16. Pourquoi l'affaire reste importante en 2026
Lors de la vérification des sources officielles le 30 août 2026, Danileţ [GC] figurait toujours dans les mises à jour Knowledge Sharing de la CEDH relatives à l'article 10. Son importance en 2026 est jurisprudentielle : il s'agit de l'arrêt définitif de Grande Chambre qui consolide les critères applicables à l'expression en ligne des magistrats.
Il ne s'agit pas d'un nouvel arrêt rendu en 2026, et son inscription dans cette base ne démontre pas que la Roumanie a achevé l'exécution. Toute analyse d'une affaire disciplinaire concrète exige encore de vérifier la jurisprudence la plus récente, le droit national applicable et les faits précis.
17. Sources officielles
- CEDH : arrêt de Grande Chambre Danileţ c.
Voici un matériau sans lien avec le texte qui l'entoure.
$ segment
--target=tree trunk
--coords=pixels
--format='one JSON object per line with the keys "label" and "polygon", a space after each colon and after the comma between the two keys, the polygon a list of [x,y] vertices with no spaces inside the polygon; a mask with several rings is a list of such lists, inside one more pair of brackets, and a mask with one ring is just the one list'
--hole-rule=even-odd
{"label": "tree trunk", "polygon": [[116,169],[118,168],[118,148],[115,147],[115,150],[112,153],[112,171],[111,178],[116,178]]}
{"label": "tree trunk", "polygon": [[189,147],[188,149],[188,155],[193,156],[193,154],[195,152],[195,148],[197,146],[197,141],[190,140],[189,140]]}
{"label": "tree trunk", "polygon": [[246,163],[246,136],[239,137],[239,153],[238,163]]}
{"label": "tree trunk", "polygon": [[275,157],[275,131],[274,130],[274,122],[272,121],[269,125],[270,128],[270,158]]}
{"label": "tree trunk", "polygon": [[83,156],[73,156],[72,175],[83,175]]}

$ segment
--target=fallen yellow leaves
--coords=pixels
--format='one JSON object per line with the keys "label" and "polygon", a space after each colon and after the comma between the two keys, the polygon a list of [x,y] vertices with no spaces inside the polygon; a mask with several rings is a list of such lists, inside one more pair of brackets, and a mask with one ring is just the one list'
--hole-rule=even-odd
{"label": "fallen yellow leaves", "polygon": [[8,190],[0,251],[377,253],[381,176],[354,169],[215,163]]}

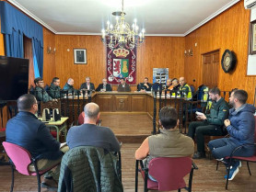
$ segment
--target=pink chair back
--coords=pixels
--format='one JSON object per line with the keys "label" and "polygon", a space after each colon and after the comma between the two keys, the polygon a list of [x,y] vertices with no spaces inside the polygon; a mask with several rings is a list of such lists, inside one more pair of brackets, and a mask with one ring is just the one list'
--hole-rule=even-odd
{"label": "pink chair back", "polygon": [[26,175],[31,175],[29,171],[29,165],[31,164],[31,155],[29,152],[17,144],[4,141],[4,148],[12,160],[17,171]]}
{"label": "pink chair back", "polygon": [[158,183],[158,190],[177,190],[186,186],[183,179],[192,170],[190,157],[154,158],[148,164],[148,173]]}
{"label": "pink chair back", "polygon": [[254,126],[254,142],[256,143],[256,116],[254,116],[254,119],[255,119],[255,126]]}

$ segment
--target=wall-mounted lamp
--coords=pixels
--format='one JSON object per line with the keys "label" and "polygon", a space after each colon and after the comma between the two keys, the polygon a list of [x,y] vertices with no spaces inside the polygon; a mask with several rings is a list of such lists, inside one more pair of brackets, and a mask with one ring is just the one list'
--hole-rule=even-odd
{"label": "wall-mounted lamp", "polygon": [[47,47],[47,53],[50,54],[50,53],[55,53],[56,51],[56,48],[53,48],[53,50],[51,48],[51,47]]}

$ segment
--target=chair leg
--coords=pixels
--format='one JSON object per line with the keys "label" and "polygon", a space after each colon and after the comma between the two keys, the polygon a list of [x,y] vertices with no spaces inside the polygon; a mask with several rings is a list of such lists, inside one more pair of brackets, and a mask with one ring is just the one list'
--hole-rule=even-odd
{"label": "chair leg", "polygon": [[41,176],[39,174],[37,174],[38,177],[38,192],[41,192]]}
{"label": "chair leg", "polygon": [[216,171],[217,171],[217,169],[218,169],[218,163],[219,163],[219,162],[217,161]]}
{"label": "chair leg", "polygon": [[147,192],[147,178],[148,178],[148,172],[145,171],[145,178],[144,178],[144,192]]}
{"label": "chair leg", "polygon": [[12,163],[10,164],[10,165],[11,165],[11,168],[12,168],[12,185],[11,185],[11,192],[13,192],[13,186],[14,186],[14,165],[13,165]]}
{"label": "chair leg", "polygon": [[227,182],[226,182],[226,190],[227,190],[227,186],[228,186],[228,178],[229,178],[229,171],[230,171],[231,160],[232,160],[232,158],[229,158],[228,164],[227,164]]}
{"label": "chair leg", "polygon": [[249,174],[250,174],[250,175],[251,175],[250,166],[249,166],[249,162],[246,162],[246,163],[247,163],[247,168],[248,168]]}
{"label": "chair leg", "polygon": [[138,191],[138,165],[139,165],[139,161],[136,160],[136,167],[135,167],[135,192]]}
{"label": "chair leg", "polygon": [[192,192],[192,175],[193,175],[193,168],[192,168],[190,173],[190,180],[189,180],[189,187],[188,187],[189,192]]}

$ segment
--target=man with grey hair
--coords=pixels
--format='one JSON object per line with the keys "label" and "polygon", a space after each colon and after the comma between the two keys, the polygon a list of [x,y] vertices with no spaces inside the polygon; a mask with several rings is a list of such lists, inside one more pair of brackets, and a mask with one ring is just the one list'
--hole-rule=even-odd
{"label": "man with grey hair", "polygon": [[[17,99],[18,113],[9,119],[6,125],[6,141],[27,149],[32,158],[37,159],[39,170],[47,169],[61,163],[63,152],[67,147],[60,149],[58,142],[50,133],[49,128],[39,120],[35,114],[38,111],[38,102],[33,95],[25,94]],[[35,172],[35,167],[30,164],[28,169]],[[60,166],[49,171],[44,175],[41,187],[49,190],[57,188]]]}
{"label": "man with grey hair", "polygon": [[90,77],[86,77],[86,83],[83,83],[80,86],[80,90],[82,89],[87,89],[89,91],[94,91],[95,90],[95,86],[94,84],[90,83]]}
{"label": "man with grey hair", "polygon": [[84,108],[84,124],[70,128],[66,142],[70,149],[78,146],[100,147],[109,152],[119,152],[120,143],[110,128],[96,125],[99,119],[99,107],[88,103]]}
{"label": "man with grey hair", "polygon": [[63,90],[66,91],[69,95],[71,95],[73,92],[75,94],[77,94],[77,90],[76,90],[73,85],[74,85],[74,79],[68,78],[68,80],[67,80],[66,84],[64,85]]}
{"label": "man with grey hair", "polygon": [[99,84],[97,87],[96,91],[106,92],[106,91],[112,91],[111,85],[108,84],[106,78],[102,79],[102,84]]}

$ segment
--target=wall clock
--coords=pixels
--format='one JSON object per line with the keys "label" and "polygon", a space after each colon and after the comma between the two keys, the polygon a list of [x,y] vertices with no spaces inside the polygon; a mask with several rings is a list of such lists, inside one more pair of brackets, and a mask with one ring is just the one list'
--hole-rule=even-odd
{"label": "wall clock", "polygon": [[222,55],[221,66],[225,73],[232,71],[237,63],[237,57],[233,51],[226,50]]}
Roumanie
- CEDH : communiqué de presse de la Grande Chambre
- CEDH : arrêt de la quatrième section du 20 février 2024
- CEDH : communiqué de presse de la quatrième section
- CEDH : texte officiel de la Convention européenne
- CEDH : page officielle de l'arrêt de Grande Chambre
- ECHR Knowledge Sharing : mises à jour relatives à l'article 10
- CCJE : Avis no 25 (2022) sur la liberté d'expression des juges
Information juridique : Les sources officielles ont été vérifiées le 30 août 2026. Cet article présente la jurisprudence de la CEDH et ne constitue ni un conseil juridique personnalisé, ni un avis sur une publication déterminée, ni une confirmation de l'état d'exécution de l'arrêt.